Hodgkinson wrote:
You see those big clumps of caps near the processor? If I remember rightly the reason why we were given the board was because the original caps were leaking. That's our repair job (Including the rather more concerning point that all the caps that we used there are not low-ESR - The only ones we had - Whereas the originals were low-ESR).
Hmm, the pictures were sort of informative, maybe not in the way you were hoping.
That's a Via KT133A-based board; I had one too not too long ago (no real problems with the Matrox G200 installed in it, heh). It probably has the 686B southbridge with the obscure issue that can potentially cause major headaches with PCI peripherals. That
might be the issue with your USB card.
Or, depending on the chipset of the USB card, you could be running into a hardware quirk with the USB chipset... by awkward coincidence, Via is the manufacturer with a quirk that I'd expect to find on an add-on card, NECs seem to be the baseline for 'known good.' [I'd also assume the vendor drivers for Windows address or avoid the quirks, since the issues I'm thinking of appear to have been 'discovered' with *NIX... so that'd be more reason to question the PCI business first.]

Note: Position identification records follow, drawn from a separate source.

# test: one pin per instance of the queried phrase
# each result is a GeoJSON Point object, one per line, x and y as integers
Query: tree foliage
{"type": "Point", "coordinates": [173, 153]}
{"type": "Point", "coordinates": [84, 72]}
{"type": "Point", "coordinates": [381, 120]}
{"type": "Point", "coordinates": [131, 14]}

On a similar note, I’m afraid I’m similarly inclined with regards to BIOS updates - From what we've heard there a last-minute resort if nothing else works, and are prone to ruining systems (Well, the last firmware update - As included on the CD and instructed in the manual - Made my MP4 player revert to Spanish menu's every time it was turned on. Fortunately I could take that one back for a refund)
Dodgy MP3 players aside, most BIOS updates just include patches pushed by (and tested by) the chipset vendor, CPUIDs for compatibility with newer processors, and fixes for any braindeadness in the configuration utility.
That board is worth about US$1 now, the final BIOS release probably happened 3 years ago, and some of the 686B's quirks could be mitigated in device configuration registers that get set by the BIOS. You might as well apply that last update and see if anything (particularly data integrity re: the USB card) magically improves.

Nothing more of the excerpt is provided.